1) There seems to be an awful lot of "OMG! The students are doing something that we don't control!" Yes, of course they are. They have their own lives, and universities do not own them 24/7. Get over it.
2) "[M]ost [sixth-formers hoping to go to university] ... resented the idea that [social networking sites] might be invaded by academics." This is hardly a surprise. Most sixth-formers think of academics as being just like school teachers. Ask the same question to a bunch of first-year undergraduates, who have had time to learn that there's a difference, and you might well get a different answer.
That said, of course certain spaces within social networks are student spaces (though not, of course, Facebook itself - students have no more right to ownership of that than any other section of the population), and tutors should not barge in there uninvited. There are a couple of online student fora I read, and occasionally contribute to - but I'm very careful what I do or do not say, and not to assert any authority. And there are some areas within those fora into which I won't go. (As a result, I have apparently acquired a reputation as someone who is terribly helpful. But then these are OU students, who are different from the normal run of 18-22 year old undergraduates.)
3) "Because students are going on to Facebook and using it with their friends, there is informal learning occurring and students may be blocking certain people out of this." Yes. So what? If a subset of students go down the pub and talk about their lecture, there's informal learning going on, excluding those who aren't there. Should universities be insisting that students only go in the pub as a full group? (Difficult in a course with 100 + students, I'd have thought.) If a student reads a book not on the reading list, there's informal learning going on, from which all their fellows are excluded. An individual learning experience cannot be micro-managed in this way. Again, get over it.

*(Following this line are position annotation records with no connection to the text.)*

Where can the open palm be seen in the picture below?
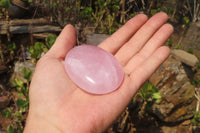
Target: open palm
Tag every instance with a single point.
(58, 105)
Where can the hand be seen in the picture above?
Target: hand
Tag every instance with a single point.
(58, 105)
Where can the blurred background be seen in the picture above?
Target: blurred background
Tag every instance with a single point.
(167, 103)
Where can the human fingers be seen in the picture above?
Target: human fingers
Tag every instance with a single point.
(115, 41)
(65, 41)
(158, 39)
(135, 44)
(145, 70)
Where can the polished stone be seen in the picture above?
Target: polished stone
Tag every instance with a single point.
(93, 69)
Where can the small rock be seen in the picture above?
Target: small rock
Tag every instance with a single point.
(96, 39)
(185, 57)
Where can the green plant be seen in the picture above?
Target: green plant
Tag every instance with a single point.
(22, 87)
(6, 113)
(196, 119)
(178, 47)
(5, 4)
(11, 47)
(190, 50)
(196, 82)
(37, 50)
(50, 40)
(170, 42)
(186, 22)
(149, 93)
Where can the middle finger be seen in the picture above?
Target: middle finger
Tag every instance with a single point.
(140, 38)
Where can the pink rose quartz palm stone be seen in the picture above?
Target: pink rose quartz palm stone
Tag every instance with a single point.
(93, 69)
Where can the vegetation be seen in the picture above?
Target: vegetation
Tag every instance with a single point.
(104, 16)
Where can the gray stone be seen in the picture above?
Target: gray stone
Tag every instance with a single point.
(96, 39)
(185, 57)
(178, 101)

5) "I'm on Facebook and I have a laugh with friends ... But, if it comes to academic work on Facebook, it's totally inappropriate." Twaddle. You can make academic use of Facebook, as I do, to network with other academics - academic networks are social networks too, you know.

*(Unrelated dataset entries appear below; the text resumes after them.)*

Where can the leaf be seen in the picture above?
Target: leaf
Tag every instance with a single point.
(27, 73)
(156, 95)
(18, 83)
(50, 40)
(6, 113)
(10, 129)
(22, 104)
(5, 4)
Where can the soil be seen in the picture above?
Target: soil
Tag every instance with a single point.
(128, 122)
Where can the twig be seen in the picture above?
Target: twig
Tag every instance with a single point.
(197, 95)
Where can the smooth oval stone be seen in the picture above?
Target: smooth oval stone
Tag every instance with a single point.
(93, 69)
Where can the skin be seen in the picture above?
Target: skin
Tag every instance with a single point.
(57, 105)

6) "Students are using these social-networking sites, and they often appear less keen on using the virtual learning environment. In fact, [Jo Fox] suspected, the popularity of one was leading to her increasing lack of success in getting interactions going in the other." Again, is this a surprise? Students who are unresponsive in seminars may become very animated once down the pub. Worrying about what students are doing outside of class isn't a productive use of time.
The people who really wish this wasn't the case, of course, are the university administrators pushing Virtual Learning Environments, in the hope that it will enable them to stop worrying about scruffy lecture halls that eat all that maintenance budget. They don't want to be told why this will not work, and think that if only the students weren't distracted by Facebook, students would put all their energies into the university-approved VLE. It doesn't work like that. Don't get me wrong, I think the VLE can bring much (particularly in an institution like the OU). But it isn't a magic solution to all problems, and needs to be treated as a supplement to other parts of the learning experience, not a substitute.